Il est en effet tout à fait possible d’investir dans l’art pour des sommes raisonnables. «A Londres, nous mettons par exemple sur pied régulièrement des ventes baptisées Interiors où l’on peut acheter des meubles, des objets de décoration ou des tableaux à partir de quelques centaines de livres sterling déjà», confirme Eveline de Proyart.

Comment choisir?

Confronté à l’océan des pièces proposées en permanence, il n’est cependant pas aisé de détecter les niches susceptibles de générer un profit. Quelle est dès lors la meilleure manière de performer sur ce créneau? De multiples critères sont à prendre en considération tels que l’authenticité, l’originalité, l’état de conservation ou encore le parcours de l’œuvre que l’on convoite. Dans notre pays, l’art suisse représente avec les montres, les bijoux et les vins l’essentiel des vacations. Si tant est que l’on ne se limite pas au cadre helvétique, il existe d’autres niches qui méritent d’être explorées. «On peut citer les livres et manuscrits, les photographies ou encore les posters.

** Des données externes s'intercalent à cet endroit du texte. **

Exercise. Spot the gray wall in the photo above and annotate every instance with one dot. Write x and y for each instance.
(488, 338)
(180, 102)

A Londres, nous organisons des ski sales. On y propose des affiches vintage avec des sujets liés à l’univers alpin. Ces posters, qui ne sont pas onéreux, suscitent un vif intérêt. Nos clients se les offrent pour décorer leur chalet», précise Eveline de Proyart. S’essayer à des acquisitions dans le domaine de la jeune création contemporaine s’avère en revanche risqué. Les cotes sont beaucoup plus fluctuantes (jusqu’à plusieurs centaines de pour-cent de variation sont observés en peu de temps). Cette caractéristique résulte bien sûr du manque de recul que l’on a sur leur travail. En cas de doute, il est judicieux de s’adresser aux maisons de vente, à des marchands d’art ou à des galeristes.

Fixer un prix

Si l’on respecte ces précautions, les rendements peuvent s’avérer intéressants. Le fondateur et actuel directeur d’Artprice, Thierry Ehrmann, le confirme: «A partir de 18 000 francs, l’acheteur ne prend pas de risque à la baisse. Au pire, il réalisera une opération neutre. Et à partir de 180 000 francs, il est assuré de bénéficier d’une progression de 12 à 15% de son investissement dans les années qui suivent.» Cela posé, un conseil revient souvent dans la bouche des experts: achetez en premier lieu des œuvres qui vous plaisent! Même si celles-ci vous rapportent peu, elles illumineront du moins votre quotidien.